Livestock milking goats...forever

Willow

Veteran Member
This may not be anything new to some here but I'm passing it along just in case you are like me and never heard about this.

Hubby and I are retired but not so old yet that we want to give up owning livestock and benefiting from them. Right now I am milking three goats that are owned by three families and produce milk for their owners. In the past I have always bred them in the fall and early winter and then dried them off two months before freshening. I always thought you had to do that in order to get milk. My big issue is we keep producing babies and, softy that I am, I then don't want the babies to be sold so they all stay here. The goat herd is growing and I don't want that. We are at a time that we don't want to add any more critters but felt we had no choice if we wanted milk.

An old friend suggested that I just keep milking the does and they will keep producing. I was amazed. She said milk production will fall off in winter but in spring it will pick up again. I didn't believe her but I tried it...and it worked. Two of my does are giving me 3/4th gallon a day and have been milking for 13 months. The other doesn't count yet as she just freshened this spring and is a first freshener.

I am looking forward to milk all year round and no kids to worry about.
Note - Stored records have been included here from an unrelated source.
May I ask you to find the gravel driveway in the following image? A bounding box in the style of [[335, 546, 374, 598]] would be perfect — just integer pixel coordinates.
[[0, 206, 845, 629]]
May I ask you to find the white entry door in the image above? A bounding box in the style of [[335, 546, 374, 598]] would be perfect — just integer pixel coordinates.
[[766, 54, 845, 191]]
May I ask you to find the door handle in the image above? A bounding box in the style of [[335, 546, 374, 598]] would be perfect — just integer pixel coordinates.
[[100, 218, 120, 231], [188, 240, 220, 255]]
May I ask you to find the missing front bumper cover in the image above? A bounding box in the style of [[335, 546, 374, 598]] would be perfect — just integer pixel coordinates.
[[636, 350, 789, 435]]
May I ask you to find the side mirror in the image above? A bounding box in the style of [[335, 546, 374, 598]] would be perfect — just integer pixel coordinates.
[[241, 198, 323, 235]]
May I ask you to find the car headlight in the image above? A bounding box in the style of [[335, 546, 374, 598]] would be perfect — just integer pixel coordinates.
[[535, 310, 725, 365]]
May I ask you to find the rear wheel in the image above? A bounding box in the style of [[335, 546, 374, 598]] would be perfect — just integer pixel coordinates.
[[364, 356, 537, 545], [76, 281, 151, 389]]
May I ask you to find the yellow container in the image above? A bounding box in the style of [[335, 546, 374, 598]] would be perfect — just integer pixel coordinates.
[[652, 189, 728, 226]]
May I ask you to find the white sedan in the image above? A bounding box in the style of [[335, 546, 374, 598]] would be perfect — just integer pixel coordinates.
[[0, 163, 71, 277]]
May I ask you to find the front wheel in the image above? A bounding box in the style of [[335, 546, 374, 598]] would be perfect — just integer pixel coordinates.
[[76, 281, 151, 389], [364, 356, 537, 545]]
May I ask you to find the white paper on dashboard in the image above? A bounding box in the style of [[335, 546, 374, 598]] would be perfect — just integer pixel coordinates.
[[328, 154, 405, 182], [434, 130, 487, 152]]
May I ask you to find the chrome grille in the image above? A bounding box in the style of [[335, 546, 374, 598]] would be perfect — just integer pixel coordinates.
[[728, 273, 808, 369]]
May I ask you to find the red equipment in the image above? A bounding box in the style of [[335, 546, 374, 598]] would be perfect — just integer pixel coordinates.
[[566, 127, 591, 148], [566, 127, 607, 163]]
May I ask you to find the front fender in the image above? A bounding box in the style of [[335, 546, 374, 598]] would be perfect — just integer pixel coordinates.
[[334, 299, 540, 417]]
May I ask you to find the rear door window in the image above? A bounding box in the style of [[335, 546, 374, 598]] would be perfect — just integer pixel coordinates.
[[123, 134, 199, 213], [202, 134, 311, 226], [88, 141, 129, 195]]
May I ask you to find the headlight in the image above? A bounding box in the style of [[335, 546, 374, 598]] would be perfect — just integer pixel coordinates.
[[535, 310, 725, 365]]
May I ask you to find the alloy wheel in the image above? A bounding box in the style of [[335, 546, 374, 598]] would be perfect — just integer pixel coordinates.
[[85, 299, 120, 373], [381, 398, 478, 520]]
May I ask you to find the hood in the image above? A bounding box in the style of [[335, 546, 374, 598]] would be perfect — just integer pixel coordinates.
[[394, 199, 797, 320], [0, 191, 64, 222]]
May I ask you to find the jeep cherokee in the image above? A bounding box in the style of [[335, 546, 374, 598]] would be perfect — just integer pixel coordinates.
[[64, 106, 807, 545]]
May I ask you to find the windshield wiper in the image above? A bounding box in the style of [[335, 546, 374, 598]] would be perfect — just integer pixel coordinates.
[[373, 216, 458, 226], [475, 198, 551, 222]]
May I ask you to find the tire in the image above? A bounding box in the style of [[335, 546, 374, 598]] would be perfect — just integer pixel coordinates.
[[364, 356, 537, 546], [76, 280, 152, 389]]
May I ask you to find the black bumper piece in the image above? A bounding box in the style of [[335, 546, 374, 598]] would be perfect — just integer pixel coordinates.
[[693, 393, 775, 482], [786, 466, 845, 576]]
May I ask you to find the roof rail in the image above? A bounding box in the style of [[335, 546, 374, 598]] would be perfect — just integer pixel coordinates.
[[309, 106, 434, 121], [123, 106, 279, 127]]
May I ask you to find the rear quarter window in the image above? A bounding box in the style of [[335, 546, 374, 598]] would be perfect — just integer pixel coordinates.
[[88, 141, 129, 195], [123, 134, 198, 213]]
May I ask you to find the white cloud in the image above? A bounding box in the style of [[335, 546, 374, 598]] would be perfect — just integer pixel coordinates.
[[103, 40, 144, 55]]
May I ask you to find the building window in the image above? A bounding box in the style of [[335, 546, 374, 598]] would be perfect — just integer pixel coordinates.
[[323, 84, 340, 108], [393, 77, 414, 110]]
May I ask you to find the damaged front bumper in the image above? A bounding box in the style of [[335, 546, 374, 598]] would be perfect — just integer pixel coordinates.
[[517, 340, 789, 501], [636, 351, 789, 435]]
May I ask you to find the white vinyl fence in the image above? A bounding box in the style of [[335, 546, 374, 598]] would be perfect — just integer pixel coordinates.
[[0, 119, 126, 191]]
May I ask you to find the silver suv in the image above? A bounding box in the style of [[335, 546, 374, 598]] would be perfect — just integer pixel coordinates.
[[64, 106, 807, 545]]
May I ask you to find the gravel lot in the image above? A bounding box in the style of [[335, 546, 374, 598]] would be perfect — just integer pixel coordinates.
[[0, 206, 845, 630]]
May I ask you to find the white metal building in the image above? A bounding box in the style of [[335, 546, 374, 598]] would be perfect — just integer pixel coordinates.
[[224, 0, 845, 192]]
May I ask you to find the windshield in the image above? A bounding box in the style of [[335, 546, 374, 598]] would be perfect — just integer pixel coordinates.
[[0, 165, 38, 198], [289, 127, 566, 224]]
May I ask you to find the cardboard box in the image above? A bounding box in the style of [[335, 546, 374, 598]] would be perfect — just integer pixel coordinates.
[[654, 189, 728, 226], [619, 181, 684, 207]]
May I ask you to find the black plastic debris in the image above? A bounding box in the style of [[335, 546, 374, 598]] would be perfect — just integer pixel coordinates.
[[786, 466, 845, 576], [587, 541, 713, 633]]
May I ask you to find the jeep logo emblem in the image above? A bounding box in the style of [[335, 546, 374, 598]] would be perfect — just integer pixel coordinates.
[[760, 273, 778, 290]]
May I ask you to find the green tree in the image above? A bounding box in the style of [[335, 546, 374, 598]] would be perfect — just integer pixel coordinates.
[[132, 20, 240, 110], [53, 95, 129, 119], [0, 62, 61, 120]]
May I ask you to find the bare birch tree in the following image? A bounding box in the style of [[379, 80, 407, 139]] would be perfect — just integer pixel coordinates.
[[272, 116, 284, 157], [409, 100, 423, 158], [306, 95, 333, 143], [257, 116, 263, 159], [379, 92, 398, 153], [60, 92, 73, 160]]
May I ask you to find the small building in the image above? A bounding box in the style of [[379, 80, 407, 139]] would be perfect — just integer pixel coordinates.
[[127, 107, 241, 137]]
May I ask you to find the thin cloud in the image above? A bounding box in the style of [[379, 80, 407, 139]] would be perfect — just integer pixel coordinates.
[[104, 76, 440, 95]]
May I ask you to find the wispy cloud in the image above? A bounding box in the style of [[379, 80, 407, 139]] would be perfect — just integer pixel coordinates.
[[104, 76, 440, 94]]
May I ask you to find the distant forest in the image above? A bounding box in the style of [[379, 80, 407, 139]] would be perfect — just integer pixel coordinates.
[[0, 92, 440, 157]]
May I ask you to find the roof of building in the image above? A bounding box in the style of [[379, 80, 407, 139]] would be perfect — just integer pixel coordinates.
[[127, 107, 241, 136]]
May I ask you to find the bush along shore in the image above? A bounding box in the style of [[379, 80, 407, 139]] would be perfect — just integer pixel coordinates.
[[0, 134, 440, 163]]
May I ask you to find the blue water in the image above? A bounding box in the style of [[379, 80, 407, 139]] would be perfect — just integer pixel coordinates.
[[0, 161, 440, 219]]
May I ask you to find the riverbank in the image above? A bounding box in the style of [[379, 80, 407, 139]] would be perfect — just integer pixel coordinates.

Just wanted to pass this info along if you are one of those that wants the milk but doesn't want the kids.

Willow
 

Faroe

Un-spun
I'm trying to pull this off too (more or less). The last thing I want is more goats. I've seen first hand how others keep their livestock, and know what the chances are for any goats I bring into this world and sell.

Our breeder has been pushing us to get the current milker dried off and bred - she wants the stud fee. I understand that, but our other doe who freshened this spring is, as before, a very disappointing milker. Too bad. Nice personality, good conformation, well attached udder, and from a line of reliable milkers. So, I don't want to dry off the older, uglier, doe who freshened almost a year ago, and actually produces.

And, the last thing I want, is more to deal with. I hate working outside. The neighborhood outside our tall fence is nothing but TRASH! They wander around the block endlessly...all they know how to do is eat, litter, make noise, and BREED!!! I get the chores done, and I come right back inside. Most of the day it is just too unpleasant.

Ideally, I would just keep two goats, one milker, and a smaller one for company.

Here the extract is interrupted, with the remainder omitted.